Toyota is still in "crisis" mode a year after being hit by a wave of more than 12m recalls, according to board member Shinichi Sasaki.

He told the Financial Times that he did not think the company was through its problems yet, adding: “If we step down the level of our efforts at this point in time, it may mean we are sowing the seeds of crisis once again."

Toyota is working to rebuild an image plagued by safety recalls in the past year over unintended acceleration, engine, steering and brake problems. The crisis prompted US congressional investigations as Toyota was hit with a record US$16.4m fine to settle claims it had hidden accelerator pedal defects blamed for dozens of deaths.

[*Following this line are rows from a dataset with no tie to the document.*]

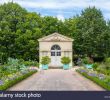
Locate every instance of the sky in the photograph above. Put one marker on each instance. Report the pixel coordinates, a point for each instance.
(63, 8)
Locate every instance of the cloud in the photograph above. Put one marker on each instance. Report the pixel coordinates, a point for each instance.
(60, 17)
(66, 6)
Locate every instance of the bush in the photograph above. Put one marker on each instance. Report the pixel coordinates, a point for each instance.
(13, 82)
(87, 60)
(45, 60)
(102, 83)
(31, 63)
(95, 65)
(65, 60)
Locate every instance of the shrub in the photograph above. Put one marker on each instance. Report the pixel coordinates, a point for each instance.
(98, 81)
(31, 63)
(95, 65)
(12, 82)
(65, 60)
(87, 60)
(45, 60)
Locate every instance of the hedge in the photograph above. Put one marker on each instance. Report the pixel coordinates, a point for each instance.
(97, 81)
(13, 82)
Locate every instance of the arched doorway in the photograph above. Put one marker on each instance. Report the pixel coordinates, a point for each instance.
(55, 55)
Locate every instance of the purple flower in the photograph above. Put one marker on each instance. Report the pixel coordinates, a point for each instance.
(1, 82)
(92, 74)
(82, 71)
(101, 76)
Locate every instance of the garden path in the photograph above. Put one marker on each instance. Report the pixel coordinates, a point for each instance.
(56, 79)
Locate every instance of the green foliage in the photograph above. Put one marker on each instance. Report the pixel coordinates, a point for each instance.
(31, 63)
(95, 65)
(87, 60)
(20, 31)
(45, 60)
(65, 60)
(102, 83)
(13, 82)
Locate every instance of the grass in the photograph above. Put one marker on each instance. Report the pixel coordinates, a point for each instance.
(96, 80)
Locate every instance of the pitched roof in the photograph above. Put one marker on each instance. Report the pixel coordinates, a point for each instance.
(55, 37)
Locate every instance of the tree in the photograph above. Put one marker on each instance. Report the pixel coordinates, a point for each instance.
(90, 26)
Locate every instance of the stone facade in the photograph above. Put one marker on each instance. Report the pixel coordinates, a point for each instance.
(55, 46)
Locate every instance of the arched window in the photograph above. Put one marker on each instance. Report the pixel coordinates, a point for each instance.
(55, 50)
(55, 47)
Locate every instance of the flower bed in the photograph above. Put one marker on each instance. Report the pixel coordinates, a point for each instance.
(13, 72)
(100, 79)
(9, 81)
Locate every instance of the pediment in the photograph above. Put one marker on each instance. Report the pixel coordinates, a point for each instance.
(56, 37)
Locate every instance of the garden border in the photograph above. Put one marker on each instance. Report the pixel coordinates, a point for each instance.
(13, 82)
(96, 80)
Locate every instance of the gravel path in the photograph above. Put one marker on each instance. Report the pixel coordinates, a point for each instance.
(58, 80)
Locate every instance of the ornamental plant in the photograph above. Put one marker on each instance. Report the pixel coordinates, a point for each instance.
(45, 60)
(65, 60)
(87, 60)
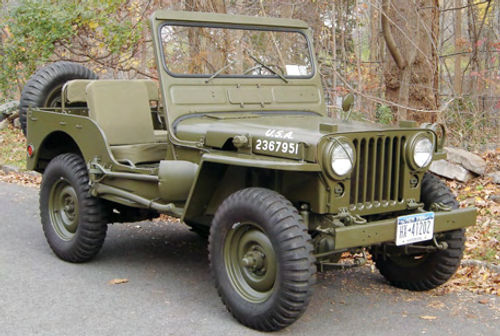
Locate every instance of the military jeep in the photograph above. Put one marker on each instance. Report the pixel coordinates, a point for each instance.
(235, 140)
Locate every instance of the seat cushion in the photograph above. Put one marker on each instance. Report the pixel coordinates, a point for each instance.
(121, 109)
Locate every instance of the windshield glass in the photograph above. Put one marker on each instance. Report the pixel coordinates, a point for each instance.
(219, 52)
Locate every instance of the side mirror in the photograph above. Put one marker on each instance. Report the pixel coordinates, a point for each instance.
(347, 102)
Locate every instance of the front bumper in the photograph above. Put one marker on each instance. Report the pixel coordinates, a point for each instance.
(385, 230)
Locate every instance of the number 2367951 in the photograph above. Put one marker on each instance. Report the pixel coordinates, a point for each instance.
(276, 146)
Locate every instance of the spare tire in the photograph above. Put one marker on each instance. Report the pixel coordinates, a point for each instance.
(43, 89)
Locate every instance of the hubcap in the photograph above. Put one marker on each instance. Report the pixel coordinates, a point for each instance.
(250, 262)
(63, 209)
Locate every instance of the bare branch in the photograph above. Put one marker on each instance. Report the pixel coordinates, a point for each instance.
(389, 39)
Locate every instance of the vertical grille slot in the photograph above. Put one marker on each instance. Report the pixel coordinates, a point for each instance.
(378, 171)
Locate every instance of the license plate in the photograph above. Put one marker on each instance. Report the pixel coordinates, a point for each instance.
(414, 228)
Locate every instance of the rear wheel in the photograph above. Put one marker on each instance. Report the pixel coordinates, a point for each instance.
(261, 258)
(73, 221)
(424, 271)
(43, 89)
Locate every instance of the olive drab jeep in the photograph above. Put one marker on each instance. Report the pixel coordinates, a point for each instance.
(234, 139)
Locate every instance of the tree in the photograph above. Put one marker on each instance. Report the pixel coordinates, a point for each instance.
(410, 30)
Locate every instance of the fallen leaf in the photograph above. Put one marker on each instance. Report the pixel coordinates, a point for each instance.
(118, 281)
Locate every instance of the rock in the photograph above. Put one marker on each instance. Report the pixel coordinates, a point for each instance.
(9, 169)
(9, 107)
(494, 198)
(17, 123)
(4, 124)
(450, 170)
(466, 159)
(495, 176)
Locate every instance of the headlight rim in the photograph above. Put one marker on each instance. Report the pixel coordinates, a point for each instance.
(328, 157)
(411, 150)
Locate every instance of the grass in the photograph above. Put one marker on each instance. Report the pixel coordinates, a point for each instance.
(12, 148)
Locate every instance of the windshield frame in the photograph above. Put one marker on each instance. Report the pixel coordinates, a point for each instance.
(235, 26)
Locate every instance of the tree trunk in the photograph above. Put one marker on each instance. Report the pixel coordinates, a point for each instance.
(457, 77)
(411, 74)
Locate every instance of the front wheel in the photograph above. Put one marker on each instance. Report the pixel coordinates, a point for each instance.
(424, 271)
(73, 221)
(261, 259)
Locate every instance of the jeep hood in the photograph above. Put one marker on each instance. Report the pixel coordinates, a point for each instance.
(309, 128)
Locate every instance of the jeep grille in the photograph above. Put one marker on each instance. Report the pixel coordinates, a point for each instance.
(378, 171)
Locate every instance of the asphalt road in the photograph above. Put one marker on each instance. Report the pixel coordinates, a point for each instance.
(170, 291)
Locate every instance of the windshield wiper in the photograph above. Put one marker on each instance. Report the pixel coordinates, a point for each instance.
(218, 72)
(268, 67)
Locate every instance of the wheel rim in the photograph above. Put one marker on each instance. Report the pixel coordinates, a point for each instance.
(63, 209)
(250, 262)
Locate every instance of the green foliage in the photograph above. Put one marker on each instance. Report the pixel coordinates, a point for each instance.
(30, 30)
(88, 30)
(384, 114)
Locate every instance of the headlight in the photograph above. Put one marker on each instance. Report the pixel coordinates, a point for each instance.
(422, 151)
(342, 158)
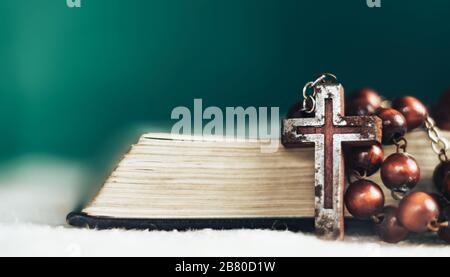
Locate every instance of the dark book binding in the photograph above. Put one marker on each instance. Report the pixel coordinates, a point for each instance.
(83, 220)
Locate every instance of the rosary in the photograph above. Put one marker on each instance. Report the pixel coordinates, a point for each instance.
(365, 125)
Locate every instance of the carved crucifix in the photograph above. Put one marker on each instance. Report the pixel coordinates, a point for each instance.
(327, 131)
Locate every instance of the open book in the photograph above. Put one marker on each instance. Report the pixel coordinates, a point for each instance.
(183, 182)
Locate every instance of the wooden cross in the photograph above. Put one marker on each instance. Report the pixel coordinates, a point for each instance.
(328, 130)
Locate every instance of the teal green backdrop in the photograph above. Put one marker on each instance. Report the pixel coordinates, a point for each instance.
(82, 83)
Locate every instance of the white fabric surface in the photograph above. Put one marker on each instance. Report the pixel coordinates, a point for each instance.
(36, 194)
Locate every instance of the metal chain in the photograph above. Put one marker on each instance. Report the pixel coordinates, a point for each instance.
(309, 100)
(439, 144)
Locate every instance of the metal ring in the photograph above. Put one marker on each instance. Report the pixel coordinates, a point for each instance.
(440, 146)
(308, 85)
(305, 104)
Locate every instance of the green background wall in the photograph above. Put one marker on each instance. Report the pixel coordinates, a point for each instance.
(75, 83)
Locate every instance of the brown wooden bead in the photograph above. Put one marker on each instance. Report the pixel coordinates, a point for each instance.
(394, 125)
(364, 101)
(439, 175)
(364, 199)
(366, 160)
(412, 109)
(400, 172)
(389, 229)
(417, 211)
(444, 234)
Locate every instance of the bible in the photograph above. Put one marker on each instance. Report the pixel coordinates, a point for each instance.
(168, 182)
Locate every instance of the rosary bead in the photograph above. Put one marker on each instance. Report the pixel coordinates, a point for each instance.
(394, 125)
(440, 173)
(364, 199)
(366, 160)
(412, 109)
(400, 172)
(444, 234)
(364, 102)
(417, 211)
(389, 229)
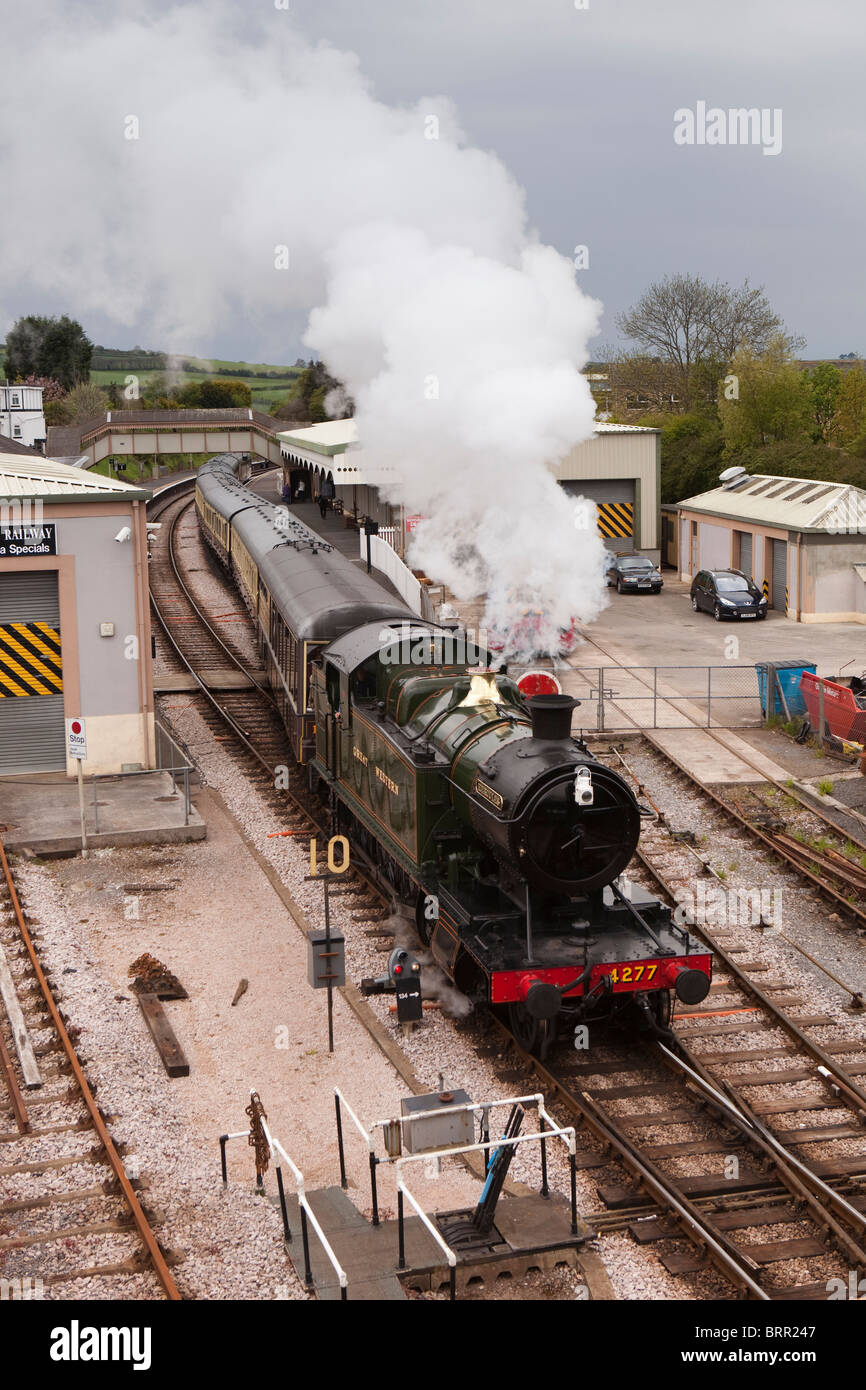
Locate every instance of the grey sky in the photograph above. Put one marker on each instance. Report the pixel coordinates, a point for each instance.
(580, 106)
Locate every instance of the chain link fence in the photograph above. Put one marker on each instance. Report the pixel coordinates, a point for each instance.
(665, 697)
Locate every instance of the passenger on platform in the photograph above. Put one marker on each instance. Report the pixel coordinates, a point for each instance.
(325, 495)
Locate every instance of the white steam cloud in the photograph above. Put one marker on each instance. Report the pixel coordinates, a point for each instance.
(171, 167)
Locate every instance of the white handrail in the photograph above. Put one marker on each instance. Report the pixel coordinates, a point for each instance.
(302, 1201)
(448, 1251)
(477, 1107)
(494, 1143)
(366, 1134)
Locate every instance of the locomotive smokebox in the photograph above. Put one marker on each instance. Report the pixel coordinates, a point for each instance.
(551, 716)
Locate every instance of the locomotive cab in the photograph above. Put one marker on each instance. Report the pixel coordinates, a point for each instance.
(510, 838)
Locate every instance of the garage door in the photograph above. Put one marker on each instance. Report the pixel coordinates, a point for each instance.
(780, 574)
(32, 731)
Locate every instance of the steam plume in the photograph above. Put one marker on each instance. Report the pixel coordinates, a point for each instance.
(192, 161)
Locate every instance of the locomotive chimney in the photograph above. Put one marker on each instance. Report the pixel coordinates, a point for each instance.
(552, 716)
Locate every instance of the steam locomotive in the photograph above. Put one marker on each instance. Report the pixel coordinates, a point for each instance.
(476, 805)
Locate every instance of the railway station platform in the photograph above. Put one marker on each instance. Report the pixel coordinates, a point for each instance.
(530, 1233)
(41, 812)
(331, 527)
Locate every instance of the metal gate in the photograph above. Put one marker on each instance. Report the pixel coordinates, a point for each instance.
(780, 576)
(32, 730)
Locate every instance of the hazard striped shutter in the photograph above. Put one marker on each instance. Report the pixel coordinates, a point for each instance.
(616, 520)
(32, 730)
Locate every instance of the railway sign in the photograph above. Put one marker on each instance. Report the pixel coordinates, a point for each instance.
(77, 738)
(20, 538)
(407, 994)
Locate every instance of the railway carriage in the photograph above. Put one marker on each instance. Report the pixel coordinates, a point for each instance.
(473, 804)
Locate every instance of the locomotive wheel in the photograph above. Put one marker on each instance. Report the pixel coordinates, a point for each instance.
(534, 1036)
(662, 1007)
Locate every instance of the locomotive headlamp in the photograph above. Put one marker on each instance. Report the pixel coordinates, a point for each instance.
(583, 787)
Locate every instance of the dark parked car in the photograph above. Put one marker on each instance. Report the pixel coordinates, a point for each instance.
(633, 574)
(727, 594)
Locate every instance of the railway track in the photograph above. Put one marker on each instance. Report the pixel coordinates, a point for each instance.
(742, 1132)
(245, 719)
(70, 1211)
(749, 1214)
(699, 1166)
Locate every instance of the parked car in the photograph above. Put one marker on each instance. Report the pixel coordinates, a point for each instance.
(633, 574)
(727, 594)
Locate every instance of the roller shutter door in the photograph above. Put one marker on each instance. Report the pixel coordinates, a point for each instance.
(780, 574)
(32, 730)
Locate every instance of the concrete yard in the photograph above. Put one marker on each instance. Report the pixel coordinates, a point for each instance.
(42, 812)
(662, 630)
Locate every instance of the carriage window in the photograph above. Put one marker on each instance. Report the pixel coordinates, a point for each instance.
(363, 680)
(332, 685)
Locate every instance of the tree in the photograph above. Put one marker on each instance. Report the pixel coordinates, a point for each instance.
(768, 398)
(50, 389)
(691, 452)
(824, 384)
(49, 348)
(850, 420)
(85, 402)
(214, 395)
(319, 394)
(82, 402)
(692, 327)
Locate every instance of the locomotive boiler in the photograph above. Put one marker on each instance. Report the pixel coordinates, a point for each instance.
(474, 805)
(509, 833)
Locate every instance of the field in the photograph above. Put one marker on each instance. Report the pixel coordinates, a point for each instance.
(267, 391)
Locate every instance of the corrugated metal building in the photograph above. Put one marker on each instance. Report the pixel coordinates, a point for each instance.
(617, 470)
(802, 541)
(620, 470)
(74, 619)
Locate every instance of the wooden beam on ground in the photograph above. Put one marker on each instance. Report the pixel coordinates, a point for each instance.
(163, 1034)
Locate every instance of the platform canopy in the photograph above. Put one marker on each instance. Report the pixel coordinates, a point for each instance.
(24, 476)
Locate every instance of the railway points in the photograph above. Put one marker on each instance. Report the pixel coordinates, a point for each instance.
(658, 1115)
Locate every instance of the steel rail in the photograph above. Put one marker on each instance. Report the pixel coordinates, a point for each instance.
(749, 987)
(744, 982)
(14, 1090)
(798, 1176)
(713, 733)
(99, 1125)
(200, 615)
(228, 719)
(768, 840)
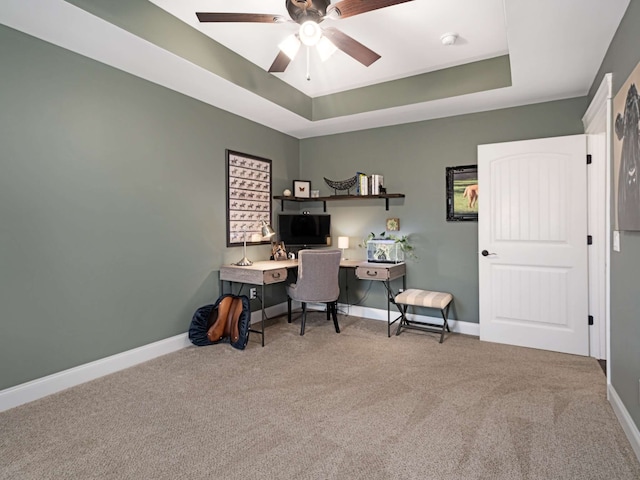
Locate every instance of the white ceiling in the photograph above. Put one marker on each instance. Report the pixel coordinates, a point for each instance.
(555, 48)
(407, 36)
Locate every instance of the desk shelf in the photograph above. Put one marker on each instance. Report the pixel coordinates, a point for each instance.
(332, 198)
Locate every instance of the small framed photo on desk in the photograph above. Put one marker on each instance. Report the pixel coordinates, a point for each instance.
(302, 188)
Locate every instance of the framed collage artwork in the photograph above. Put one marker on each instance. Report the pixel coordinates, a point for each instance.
(248, 198)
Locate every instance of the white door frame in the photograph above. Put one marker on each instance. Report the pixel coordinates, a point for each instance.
(597, 124)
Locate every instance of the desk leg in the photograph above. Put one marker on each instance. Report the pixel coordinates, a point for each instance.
(391, 299)
(264, 314)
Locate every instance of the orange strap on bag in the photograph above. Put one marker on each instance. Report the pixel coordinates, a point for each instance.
(225, 320)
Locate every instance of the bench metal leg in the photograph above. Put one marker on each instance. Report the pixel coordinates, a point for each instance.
(426, 327)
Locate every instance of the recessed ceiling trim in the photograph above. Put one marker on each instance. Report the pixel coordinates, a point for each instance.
(148, 21)
(450, 82)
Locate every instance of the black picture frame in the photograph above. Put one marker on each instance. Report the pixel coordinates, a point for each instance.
(302, 188)
(462, 193)
(248, 198)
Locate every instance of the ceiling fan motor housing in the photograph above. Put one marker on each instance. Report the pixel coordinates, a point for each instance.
(304, 10)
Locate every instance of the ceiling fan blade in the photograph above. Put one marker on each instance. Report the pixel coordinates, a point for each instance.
(280, 64)
(239, 17)
(349, 8)
(351, 47)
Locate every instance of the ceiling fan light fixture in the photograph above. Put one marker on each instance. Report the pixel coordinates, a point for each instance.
(290, 46)
(310, 33)
(325, 48)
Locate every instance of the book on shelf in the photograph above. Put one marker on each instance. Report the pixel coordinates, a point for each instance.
(362, 187)
(377, 181)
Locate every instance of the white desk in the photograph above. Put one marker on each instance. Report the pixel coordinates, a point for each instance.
(270, 272)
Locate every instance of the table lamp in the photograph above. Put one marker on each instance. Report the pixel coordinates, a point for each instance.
(267, 231)
(343, 244)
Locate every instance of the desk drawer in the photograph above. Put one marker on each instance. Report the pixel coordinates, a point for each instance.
(373, 271)
(274, 276)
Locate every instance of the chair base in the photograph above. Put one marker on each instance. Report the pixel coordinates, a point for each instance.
(332, 311)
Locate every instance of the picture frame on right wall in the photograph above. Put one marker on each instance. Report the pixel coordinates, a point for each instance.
(626, 154)
(462, 193)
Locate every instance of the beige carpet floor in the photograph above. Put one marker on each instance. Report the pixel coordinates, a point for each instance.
(354, 405)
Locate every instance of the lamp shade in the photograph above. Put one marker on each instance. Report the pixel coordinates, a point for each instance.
(267, 230)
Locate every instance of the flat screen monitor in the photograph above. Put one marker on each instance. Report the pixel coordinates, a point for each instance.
(302, 230)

It still faces lawsuits in the US.

Last month Toyota announced a global safety recall of about 1.5m  vehicles to fix a brake fluid leak.

The company has become more aggressive in catching possible defects as part of a campaign to improve its consumer image, although some analysts have warned that frequent recalls could damage Toyota’s branding as a quality carmaker.

Since the crisis the company has appointed regional quality control officers, introduced measures to respond more quickly to reports of vehicle problems and has expanded training.

Sasaki also told the FT that Toyota was the world's largest automaker because of recent problems at General Motors and would not "despair" at losing the title. He added that the company is actively seeking foreign or female members for its all-male board as it looks to broaden its corporate culture.